Over the Columbus Day holiday, thirty students from the Harvard University community, including several of HBS’ Green Living representatives, took a field trip to the FCR Recycling plant.
The trip provided the opportunity to learn about a booming industry around the efficient recovery of waste products for future use. FCR is the largest recycling plant in North America, and it is located only miles from Harvard in Charlestown, Massachusetts. Harvard University accounts for about one percent of the company’s revenues.
Students learned about the profitability of the recycling industry. The plant recycles and processes over 1,000,000 tons of material each year-material that is later returned to homes and businesses either in its original form, or as another useful product.

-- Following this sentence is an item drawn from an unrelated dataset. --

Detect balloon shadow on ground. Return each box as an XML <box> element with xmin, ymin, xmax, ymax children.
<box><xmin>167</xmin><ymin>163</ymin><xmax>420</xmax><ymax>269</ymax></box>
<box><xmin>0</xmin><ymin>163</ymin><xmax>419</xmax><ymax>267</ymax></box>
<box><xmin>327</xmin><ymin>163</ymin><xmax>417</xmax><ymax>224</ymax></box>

The main objective of FCR operations is to obtain the “maximum product recovery and minimum residue,” which presents two opportunities for its clients-sharing in the revenues from recovering products and avoiding the costs of disposal.
Since FCR does not earn revenue from landfill operations, there is an incentive to maximize opportunities to recover recyclables from the commingled streams the company receives. FCR constantly tries to upgrade its equipment and to improve operations in order to lower residue rates while maintaining product quality. This process includes backup sorting systems and manual quality assurance sorting before baling and shipping.

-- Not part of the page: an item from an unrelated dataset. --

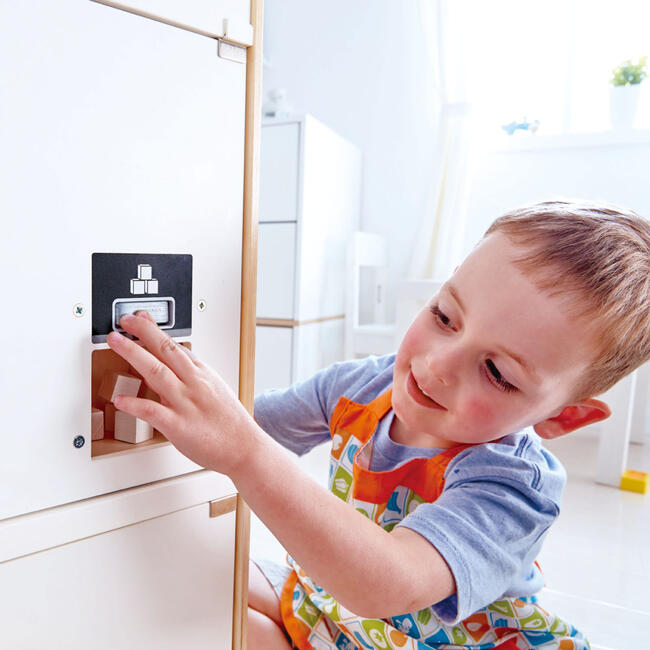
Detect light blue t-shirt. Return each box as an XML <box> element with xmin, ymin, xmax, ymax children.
<box><xmin>254</xmin><ymin>354</ymin><xmax>567</xmax><ymax>623</ymax></box>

Our trip was not the only one the plant received. Many of FCR’s facilities are equipped with Education Centers designed to educate the public, particularly children from kindergarten through eighth grade (so Harvard students fit right in), about how recycling affects the environment and about the recycling process in our facilities.

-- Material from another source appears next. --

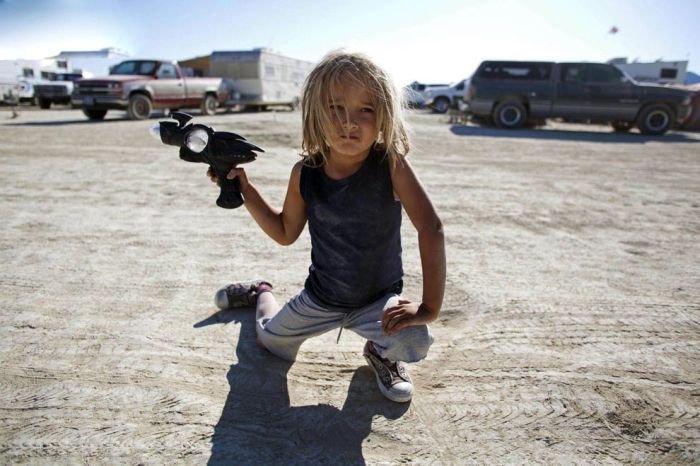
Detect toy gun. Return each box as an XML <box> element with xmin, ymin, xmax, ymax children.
<box><xmin>151</xmin><ymin>112</ymin><xmax>264</xmax><ymax>209</ymax></box>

Overall, the experience was a lesson in how recycling can be profitable. The company sells most of its product via long-term mill contracts with floor prices and utilizes financial hedge contracts as well. Their marketing plan is designed for product movement, even in tough market conditions, which enables a stable pricing structure for customers. Students were well informed on the trip and saw how the Harvard recycling program is not only socially responsible, it also provides significant economic value for the university.